AST's generated using ExprBuilder can be used directly with BytecodeAssembler Code objects to generate bytecode, complete with constant-folding. Note that the node types not demonstrated below (e.g. And, Or, Compare, Call) are not defined by the codegen module, but instead are imported from peak.util.assembler:

>>> from peak.rules.codegen import *
>>> from peak.util.assembler import Const, Pass

>>> Minus(1), Plus(2), Not(True), Invert(-1), Repr(4)
(Const(-1), Const(2), Const(False), Const(0), Const('4'))
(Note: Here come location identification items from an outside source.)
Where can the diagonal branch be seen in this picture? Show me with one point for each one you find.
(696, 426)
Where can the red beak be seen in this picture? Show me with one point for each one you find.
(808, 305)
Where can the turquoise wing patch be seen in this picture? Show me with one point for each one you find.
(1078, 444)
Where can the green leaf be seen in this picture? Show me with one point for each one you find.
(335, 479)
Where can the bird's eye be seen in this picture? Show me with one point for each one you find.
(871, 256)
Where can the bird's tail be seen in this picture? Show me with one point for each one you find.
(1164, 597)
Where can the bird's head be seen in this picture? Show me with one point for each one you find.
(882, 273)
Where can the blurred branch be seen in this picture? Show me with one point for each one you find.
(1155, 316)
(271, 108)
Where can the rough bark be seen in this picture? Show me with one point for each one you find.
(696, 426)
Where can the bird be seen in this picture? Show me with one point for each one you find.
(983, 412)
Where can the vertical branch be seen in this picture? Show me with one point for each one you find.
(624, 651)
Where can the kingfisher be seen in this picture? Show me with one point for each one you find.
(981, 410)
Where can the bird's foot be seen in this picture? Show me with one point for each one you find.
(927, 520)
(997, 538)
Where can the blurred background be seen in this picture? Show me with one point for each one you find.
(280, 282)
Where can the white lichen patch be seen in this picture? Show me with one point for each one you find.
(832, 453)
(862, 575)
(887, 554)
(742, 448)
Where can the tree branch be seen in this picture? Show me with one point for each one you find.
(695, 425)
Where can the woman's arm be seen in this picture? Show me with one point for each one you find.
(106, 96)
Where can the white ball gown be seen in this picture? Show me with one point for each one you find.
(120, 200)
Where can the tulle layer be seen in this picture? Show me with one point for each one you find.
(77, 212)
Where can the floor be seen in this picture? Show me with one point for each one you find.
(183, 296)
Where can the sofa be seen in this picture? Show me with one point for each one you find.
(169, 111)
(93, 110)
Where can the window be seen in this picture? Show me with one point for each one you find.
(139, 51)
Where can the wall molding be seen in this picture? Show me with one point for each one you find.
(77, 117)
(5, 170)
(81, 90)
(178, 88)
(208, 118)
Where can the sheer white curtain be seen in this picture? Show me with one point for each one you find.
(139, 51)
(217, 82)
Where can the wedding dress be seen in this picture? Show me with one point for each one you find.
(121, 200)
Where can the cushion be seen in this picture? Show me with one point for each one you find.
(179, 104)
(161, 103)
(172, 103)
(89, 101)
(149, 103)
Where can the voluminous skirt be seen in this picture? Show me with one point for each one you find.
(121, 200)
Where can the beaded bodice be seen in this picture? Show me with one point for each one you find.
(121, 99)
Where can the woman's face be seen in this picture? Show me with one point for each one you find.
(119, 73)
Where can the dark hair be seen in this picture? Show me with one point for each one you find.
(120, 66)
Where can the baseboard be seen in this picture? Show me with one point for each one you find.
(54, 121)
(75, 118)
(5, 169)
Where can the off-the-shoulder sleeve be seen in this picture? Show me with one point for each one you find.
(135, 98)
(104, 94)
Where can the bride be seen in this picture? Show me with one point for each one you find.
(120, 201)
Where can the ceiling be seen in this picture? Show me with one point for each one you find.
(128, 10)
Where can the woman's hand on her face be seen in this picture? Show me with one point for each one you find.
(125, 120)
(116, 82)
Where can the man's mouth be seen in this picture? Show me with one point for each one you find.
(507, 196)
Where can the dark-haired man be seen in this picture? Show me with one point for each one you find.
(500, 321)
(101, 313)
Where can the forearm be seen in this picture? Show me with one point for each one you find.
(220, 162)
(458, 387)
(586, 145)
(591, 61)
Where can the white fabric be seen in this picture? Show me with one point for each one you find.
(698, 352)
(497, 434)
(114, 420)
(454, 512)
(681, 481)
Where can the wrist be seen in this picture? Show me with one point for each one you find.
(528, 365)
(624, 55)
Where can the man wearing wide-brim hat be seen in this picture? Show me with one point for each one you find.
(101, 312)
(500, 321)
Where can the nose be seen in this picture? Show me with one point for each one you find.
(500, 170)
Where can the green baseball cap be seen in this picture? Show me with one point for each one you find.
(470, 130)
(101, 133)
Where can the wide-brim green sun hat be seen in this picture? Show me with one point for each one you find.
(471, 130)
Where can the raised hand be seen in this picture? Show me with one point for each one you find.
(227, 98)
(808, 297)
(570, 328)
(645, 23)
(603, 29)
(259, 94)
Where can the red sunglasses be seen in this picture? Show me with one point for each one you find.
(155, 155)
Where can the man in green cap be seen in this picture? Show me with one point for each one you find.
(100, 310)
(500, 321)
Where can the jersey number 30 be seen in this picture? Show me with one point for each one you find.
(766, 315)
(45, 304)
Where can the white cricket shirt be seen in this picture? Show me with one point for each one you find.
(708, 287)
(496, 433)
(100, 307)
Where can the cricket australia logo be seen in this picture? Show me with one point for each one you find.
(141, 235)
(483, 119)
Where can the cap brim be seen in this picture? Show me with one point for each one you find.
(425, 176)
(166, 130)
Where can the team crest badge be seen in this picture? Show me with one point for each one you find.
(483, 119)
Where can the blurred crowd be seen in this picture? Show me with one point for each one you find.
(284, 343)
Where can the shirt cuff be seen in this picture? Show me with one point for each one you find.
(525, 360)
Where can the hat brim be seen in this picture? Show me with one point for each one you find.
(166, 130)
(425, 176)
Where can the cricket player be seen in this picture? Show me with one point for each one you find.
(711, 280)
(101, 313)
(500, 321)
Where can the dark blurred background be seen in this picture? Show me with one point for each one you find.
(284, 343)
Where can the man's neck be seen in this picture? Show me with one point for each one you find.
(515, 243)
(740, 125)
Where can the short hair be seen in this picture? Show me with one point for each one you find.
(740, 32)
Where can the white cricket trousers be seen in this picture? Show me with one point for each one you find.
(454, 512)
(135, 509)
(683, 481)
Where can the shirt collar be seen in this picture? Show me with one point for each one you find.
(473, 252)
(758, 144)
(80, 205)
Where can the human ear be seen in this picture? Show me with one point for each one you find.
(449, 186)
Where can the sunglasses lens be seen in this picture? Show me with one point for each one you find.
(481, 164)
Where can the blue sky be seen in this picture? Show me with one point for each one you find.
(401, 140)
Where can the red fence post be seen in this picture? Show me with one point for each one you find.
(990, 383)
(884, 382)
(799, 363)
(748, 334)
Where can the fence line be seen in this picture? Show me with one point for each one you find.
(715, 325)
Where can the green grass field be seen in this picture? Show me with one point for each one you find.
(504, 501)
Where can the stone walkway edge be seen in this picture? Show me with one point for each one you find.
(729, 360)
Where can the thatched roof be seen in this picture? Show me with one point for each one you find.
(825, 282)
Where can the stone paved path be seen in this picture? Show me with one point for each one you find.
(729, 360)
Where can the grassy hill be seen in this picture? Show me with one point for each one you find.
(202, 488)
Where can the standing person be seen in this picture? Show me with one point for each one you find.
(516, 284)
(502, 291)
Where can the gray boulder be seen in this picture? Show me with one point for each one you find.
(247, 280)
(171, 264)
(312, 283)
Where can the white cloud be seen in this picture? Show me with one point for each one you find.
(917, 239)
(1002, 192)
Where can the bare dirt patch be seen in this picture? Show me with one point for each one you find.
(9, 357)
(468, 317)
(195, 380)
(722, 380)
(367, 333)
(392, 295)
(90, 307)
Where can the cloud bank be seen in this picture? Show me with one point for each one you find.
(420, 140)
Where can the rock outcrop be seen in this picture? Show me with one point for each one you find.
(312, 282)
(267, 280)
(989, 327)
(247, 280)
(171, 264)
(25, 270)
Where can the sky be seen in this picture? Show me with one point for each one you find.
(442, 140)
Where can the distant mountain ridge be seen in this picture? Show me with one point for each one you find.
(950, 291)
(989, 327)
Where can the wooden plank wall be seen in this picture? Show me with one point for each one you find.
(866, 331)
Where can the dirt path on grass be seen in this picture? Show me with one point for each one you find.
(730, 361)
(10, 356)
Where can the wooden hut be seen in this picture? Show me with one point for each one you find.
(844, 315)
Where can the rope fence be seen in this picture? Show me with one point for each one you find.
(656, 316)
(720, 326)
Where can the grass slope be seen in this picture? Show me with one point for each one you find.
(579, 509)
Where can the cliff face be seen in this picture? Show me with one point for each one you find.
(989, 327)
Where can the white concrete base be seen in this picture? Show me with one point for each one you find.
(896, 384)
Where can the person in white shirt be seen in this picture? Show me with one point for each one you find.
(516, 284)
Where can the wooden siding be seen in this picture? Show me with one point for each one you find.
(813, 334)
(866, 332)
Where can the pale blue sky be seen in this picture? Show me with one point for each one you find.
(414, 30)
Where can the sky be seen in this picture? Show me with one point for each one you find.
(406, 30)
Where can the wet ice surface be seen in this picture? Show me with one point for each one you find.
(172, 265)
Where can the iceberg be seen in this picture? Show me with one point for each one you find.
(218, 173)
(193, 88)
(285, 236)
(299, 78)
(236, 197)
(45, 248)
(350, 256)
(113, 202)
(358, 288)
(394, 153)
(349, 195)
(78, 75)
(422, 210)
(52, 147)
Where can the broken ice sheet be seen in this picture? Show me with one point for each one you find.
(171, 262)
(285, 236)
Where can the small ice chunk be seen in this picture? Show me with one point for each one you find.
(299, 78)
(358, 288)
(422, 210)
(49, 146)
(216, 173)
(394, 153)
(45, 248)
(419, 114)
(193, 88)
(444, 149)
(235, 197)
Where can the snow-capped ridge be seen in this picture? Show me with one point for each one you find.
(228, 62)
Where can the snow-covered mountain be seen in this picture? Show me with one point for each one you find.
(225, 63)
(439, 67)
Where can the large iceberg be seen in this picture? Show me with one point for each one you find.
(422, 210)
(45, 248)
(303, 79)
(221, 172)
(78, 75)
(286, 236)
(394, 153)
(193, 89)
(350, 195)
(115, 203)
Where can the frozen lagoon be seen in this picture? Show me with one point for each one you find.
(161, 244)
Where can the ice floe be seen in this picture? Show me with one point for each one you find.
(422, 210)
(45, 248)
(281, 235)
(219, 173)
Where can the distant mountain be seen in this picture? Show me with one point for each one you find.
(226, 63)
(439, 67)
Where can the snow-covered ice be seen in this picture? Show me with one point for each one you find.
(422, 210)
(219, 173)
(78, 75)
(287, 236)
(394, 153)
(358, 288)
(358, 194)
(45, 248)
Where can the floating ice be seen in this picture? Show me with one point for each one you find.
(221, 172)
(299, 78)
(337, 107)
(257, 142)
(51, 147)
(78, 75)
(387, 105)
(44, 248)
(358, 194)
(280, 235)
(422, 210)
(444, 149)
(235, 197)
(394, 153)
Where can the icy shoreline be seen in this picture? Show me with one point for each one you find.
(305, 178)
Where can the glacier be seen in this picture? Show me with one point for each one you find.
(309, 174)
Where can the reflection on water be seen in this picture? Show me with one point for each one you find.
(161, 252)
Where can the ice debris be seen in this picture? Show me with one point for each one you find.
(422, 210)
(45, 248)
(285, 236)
>>> Add(1,2), Sub(3,2), Mul(4,5), Power(10,2), Mod(7,3), FloorDiv(7,3)
(Const(3), Const(1), Const(20), Const(100), Const(1), Const(2))

>>> Power(2,3), LeftShift(1,4), RightShift(12,2)
(Const(8), Const(16), Const(3))

>>> Getitem(Const([1,2]), 1)
Const(2)

>>> Bitand(3, 1), Bitor(1,2), Bitxor(3,1)
(Const(1), Const(3), Const(2))

>>> Dict([(1,2)])
Const({1: 2})

>>> aList = Const([1,2,3,4])

>>> GetSlice(aList)
Const([1, 2, 3, 4])
>>> GetSlice(aList, 1)
Const([2, 3, 4])
>>> GetSlice(aList, 1, -1)
Const([2, 3])
>>> GetSlice(aList, Pass, -1)
Const([1, 2, 3])

>>> BuildSlice(1, 2, 3)
Const(slice(1, 2, 3))

>>> BuildSlice(1, 2)
Const(slice(1, 2, None))

>>> Tuple([1,2])
Const((1, 2))

>>> List([1,2])
Const([1, 2])

>>> IfElse(1,2,3)
Const(1)

>>> IfElse(1,0,3)
Const(3)

PEAK-Rules often processes fairly large dispatch trees that would take a long time to generate if translated entirely to bytecode. Plus, they would need to be regenerated every time rules were added to a dispatch tree.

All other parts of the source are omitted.